WHO, in its latest 2018 Global TB Report, says countries are still not doing enough to end TB by 2030 and calls for an unprecedented mobilization of national and international commitments. It urges for decisive action from nearly 50 heads of state and government who are expected to gather next week for the first-ever UN High-level Meeting on TB, Xinhua news agency reported.

The report finds that overall, TB deaths have decreased over the past year, with an estimated 10 million people having developed TB and 1.6 million deaths, including among 300,000 HIV-positive people, in 2017. The number of new cases is falling by two percent per year.

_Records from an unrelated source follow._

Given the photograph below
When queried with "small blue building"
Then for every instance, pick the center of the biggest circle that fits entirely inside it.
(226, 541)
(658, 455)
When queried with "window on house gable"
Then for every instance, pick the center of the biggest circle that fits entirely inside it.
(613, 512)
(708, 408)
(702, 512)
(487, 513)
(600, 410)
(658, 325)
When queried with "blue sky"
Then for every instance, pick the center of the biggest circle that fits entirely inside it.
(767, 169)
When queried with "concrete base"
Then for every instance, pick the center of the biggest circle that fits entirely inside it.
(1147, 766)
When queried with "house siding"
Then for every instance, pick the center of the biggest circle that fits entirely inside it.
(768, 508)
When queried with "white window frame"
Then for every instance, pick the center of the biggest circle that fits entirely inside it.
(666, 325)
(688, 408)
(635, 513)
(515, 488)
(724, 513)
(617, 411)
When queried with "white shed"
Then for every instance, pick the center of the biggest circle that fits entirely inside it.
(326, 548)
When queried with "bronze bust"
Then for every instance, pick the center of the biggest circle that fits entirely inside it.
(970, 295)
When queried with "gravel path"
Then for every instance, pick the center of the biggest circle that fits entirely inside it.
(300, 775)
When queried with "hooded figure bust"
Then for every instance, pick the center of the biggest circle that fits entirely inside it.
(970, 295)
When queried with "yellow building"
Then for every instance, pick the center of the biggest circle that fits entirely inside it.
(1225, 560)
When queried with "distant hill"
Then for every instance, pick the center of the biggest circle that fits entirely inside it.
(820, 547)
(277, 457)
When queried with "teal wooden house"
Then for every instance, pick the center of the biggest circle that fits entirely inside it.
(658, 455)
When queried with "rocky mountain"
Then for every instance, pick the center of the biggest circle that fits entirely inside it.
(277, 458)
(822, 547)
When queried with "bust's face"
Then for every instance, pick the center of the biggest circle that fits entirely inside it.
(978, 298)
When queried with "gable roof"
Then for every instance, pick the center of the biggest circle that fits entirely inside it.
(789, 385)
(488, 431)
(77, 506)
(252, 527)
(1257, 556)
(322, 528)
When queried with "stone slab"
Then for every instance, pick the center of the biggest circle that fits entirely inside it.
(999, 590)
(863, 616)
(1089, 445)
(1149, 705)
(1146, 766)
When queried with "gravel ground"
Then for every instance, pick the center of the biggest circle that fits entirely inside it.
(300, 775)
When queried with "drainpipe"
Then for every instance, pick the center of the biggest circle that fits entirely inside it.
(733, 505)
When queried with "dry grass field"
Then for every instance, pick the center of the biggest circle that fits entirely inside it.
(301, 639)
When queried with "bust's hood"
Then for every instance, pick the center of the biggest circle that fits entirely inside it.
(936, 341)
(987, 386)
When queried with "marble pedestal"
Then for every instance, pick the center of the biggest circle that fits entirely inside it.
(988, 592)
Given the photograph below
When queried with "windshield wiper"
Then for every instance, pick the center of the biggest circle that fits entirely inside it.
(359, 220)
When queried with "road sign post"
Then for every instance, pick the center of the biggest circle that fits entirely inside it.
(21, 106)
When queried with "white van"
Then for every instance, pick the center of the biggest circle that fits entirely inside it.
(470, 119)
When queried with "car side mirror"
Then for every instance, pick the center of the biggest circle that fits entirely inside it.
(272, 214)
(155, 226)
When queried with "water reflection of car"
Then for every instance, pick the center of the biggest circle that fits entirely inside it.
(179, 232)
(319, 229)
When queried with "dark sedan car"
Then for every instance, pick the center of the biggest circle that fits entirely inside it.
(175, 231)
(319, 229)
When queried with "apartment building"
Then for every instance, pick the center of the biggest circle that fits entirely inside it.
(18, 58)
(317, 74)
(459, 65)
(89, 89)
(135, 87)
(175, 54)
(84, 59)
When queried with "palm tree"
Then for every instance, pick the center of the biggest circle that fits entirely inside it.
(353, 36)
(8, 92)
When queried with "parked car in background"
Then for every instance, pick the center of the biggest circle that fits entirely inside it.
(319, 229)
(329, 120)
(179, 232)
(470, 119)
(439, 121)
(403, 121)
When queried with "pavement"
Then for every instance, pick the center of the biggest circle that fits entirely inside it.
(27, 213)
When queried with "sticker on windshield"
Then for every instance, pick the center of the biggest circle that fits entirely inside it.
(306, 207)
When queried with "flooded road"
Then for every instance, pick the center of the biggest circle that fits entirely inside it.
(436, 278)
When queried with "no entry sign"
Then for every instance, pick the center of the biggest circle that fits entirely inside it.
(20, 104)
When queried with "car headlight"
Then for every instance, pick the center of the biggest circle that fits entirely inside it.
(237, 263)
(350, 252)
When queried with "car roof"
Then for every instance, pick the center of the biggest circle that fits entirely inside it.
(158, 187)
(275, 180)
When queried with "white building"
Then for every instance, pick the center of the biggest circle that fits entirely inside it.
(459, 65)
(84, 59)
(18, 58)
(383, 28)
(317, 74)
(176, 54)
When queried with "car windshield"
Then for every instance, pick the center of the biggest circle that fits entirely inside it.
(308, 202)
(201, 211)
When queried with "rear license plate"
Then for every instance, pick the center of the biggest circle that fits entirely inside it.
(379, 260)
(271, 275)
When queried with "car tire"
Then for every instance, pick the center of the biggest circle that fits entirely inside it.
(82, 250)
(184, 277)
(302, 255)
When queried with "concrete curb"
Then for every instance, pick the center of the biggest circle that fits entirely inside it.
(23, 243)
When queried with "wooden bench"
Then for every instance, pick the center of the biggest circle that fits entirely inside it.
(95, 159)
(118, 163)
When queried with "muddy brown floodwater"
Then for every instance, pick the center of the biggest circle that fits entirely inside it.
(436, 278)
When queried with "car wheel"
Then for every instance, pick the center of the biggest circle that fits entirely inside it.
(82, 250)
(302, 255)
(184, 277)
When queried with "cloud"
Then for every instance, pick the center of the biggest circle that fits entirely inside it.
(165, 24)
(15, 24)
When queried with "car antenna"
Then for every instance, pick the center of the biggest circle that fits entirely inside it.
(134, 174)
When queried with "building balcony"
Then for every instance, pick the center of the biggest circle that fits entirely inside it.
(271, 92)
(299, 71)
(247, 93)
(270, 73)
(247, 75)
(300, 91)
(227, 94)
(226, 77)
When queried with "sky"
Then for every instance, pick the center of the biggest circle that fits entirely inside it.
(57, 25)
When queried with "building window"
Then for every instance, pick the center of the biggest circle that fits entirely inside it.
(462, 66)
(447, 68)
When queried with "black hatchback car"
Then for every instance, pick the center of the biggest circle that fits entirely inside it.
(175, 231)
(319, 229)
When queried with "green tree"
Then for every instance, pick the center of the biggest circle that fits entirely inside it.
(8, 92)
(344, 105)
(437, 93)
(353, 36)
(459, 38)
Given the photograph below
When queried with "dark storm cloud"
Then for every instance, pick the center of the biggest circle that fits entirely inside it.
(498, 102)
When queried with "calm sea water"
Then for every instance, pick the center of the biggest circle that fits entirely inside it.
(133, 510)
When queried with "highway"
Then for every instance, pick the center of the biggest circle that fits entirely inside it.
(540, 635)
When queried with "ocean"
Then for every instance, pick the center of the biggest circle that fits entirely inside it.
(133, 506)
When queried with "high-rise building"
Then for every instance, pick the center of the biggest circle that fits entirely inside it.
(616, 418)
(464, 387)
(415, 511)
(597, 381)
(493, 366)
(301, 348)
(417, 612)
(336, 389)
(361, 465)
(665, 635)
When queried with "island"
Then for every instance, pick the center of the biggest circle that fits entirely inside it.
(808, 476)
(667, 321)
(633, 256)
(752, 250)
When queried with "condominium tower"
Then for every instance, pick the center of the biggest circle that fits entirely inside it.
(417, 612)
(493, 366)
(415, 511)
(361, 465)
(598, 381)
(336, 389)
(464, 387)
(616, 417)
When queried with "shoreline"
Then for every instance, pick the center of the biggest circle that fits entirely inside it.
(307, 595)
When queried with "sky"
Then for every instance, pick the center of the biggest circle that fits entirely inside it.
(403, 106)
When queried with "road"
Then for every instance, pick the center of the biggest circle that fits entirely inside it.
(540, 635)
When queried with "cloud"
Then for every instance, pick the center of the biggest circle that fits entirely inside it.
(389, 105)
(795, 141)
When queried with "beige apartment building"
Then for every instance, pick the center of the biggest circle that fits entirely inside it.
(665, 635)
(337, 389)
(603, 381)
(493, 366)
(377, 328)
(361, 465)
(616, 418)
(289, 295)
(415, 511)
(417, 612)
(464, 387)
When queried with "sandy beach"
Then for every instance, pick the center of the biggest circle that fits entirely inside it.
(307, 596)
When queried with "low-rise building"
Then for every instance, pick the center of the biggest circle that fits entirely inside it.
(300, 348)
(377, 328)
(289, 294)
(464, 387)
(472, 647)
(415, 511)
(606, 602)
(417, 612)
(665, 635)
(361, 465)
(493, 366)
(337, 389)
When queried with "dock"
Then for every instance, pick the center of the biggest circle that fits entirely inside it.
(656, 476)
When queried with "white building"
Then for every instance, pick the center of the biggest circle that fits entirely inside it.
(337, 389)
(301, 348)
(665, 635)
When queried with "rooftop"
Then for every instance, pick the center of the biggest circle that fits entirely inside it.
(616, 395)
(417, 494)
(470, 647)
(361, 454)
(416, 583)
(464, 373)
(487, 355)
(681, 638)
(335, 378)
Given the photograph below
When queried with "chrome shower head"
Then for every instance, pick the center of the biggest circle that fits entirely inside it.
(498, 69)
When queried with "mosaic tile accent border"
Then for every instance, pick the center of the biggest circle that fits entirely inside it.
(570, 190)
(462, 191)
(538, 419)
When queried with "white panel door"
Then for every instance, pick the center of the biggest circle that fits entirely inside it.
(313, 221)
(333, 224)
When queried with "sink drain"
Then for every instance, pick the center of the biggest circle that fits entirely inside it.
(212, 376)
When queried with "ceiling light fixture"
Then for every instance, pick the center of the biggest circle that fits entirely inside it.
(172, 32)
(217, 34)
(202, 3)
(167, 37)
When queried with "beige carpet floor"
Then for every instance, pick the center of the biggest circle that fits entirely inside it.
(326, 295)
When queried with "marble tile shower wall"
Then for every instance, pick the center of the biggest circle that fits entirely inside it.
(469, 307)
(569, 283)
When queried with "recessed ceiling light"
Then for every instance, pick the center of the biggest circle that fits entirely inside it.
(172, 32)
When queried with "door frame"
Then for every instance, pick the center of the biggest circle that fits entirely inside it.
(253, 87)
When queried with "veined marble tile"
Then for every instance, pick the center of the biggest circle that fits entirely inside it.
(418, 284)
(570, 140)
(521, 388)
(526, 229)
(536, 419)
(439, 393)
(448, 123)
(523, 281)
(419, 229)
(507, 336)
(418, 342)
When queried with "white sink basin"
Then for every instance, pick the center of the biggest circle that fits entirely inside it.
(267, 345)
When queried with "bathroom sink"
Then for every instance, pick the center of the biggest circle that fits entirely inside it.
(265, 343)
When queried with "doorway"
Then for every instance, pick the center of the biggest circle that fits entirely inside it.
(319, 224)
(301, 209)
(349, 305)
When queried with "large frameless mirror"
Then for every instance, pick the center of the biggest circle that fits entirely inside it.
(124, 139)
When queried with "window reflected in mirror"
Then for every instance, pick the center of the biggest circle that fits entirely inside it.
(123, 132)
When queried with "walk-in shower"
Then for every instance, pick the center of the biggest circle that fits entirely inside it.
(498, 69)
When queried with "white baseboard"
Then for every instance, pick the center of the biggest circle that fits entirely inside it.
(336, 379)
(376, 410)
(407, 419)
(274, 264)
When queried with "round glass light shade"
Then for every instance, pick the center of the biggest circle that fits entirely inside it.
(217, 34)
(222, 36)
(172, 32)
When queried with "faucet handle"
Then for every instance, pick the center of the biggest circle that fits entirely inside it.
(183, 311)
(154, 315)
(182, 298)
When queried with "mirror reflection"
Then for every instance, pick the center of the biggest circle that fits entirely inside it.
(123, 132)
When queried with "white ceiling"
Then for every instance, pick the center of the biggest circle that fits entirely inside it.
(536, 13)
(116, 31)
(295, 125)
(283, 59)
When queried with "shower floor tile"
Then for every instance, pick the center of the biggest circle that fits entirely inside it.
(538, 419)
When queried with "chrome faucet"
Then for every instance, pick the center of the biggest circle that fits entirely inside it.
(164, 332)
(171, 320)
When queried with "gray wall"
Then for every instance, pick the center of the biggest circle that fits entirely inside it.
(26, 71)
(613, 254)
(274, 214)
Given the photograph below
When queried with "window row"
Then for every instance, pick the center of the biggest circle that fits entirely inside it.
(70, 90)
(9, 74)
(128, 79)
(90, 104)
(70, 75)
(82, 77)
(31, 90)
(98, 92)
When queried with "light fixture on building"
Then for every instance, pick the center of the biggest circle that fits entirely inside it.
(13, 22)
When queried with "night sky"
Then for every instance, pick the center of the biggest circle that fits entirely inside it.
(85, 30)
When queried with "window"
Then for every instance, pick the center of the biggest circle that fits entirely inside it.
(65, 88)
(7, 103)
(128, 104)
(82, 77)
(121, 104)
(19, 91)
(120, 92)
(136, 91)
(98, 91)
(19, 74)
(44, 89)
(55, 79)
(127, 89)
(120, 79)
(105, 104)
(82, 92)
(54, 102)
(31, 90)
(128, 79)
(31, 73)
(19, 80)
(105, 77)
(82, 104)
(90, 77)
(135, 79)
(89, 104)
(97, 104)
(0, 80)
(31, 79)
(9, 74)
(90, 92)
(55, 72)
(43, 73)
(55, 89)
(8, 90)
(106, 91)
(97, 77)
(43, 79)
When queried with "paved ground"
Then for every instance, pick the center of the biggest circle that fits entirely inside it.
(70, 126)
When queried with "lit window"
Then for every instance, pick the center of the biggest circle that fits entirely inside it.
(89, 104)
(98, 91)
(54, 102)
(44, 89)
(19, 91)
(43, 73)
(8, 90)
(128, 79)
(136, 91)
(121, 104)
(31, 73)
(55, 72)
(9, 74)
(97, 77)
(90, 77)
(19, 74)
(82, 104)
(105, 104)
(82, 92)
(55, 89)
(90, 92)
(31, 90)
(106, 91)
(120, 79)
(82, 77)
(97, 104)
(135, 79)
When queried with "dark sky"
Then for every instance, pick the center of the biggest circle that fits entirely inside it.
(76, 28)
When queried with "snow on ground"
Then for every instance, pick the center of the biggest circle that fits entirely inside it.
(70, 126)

However, underreporting and under-diagnosis of TB cases remains a major challenge. Of the 10 million people who fell ill with TB in 2017, only 6.4 million were officially recorded by national reporting systems, leaving 3.6 million people undiagnosed, or detected but not reported.

Ten countries accounted for 80 percent of this gap, according to the report, with India, Indonesia and Nigeria topping the list. Less than half of the estimated one million children with TB were reported in 2017, making it a much higher gap in detection than that in adults. Treatment coverage, at 64 percent, also lags behind and must increase to at least 90 percent by 2025 to meet the targets of ending TB by 2030.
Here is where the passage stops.